Digging into the metrics of individual stocks can help you decide how to choose investments you may want to invest in. Consider looking at dividend yield, earnings per share and price-to-earnings ratio. There are other metrics you may want to look at, but we'll go over the definition of these items.
- Dividend yield: The dividend yield tells you how much the company yields in dividends. Analyze the dividends per share divided by the current share price. High-yield dividends can be risky, so determine whether competitors have a much higher dividend yield than the stocks you're considering.
- Earnings per share (EPS): The earnings per share (EPS) shows how many outstanding shares of stock a company has. You can calculate it by finding out a company's quarterly or annual net income and dividing by the number of outstanding shares of stock it owns.
- Price-to-earnings (P/E) ratio: The price-to-earnings (P/E) ratio helps show you whether a company is fairly valued. To find the P/E ratio, you can divide a company's share price by its earnings per share.
Step 2: Open a brokerage account.
Do you have a brokerage account? If not, open a brokerage account and fund it. You can choose from three types of brokerages, including online brokers, discount brokers and full-service brokers. Let's take a look at the definition of these three options:
- Online brokers: Online brokers offer an online option for investing. You can typically depend on speed, ease of use and low commissions with an online brokerage.
- Discount broker: A discount broker performs buy and sell orders at lower commission rate compared to full-service brokers.
- Full-service broker: Full-service brokerages provide a wide range of investment services, including tax tips, research and investing on their behalf, to name a few.
No matter which direction you prefer, it's a good idea to look at the fees involved, platforms available to you and more. You want to be sure you choose the right option for your needs.
Step 3: Buy the number of shares you want.

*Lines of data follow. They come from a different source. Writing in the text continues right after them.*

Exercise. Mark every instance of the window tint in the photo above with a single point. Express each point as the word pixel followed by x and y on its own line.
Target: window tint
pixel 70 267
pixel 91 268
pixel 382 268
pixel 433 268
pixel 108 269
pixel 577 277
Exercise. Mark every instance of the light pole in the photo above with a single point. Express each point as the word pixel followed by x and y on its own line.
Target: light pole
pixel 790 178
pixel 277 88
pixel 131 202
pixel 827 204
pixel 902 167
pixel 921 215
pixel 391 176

Choose the number of shares you want to purchase and hit the "buy" button. Choose the right investments that meet your specific goals and investment timeline. Consider investing on a monthly basis in order to build on compound interest over the long term.
Health Care Stock ETFs
The healthcare sector offers a wide range of large and small companies to invest in. However, you can invest in more than just stocks. You can invest in mutual funds and exchange-traded funds (ETFs) to add diversification to your holdings. An ETF works like a mutual fund — a pooled investment — but you can buy and sell at any time during the trading day, like a stock.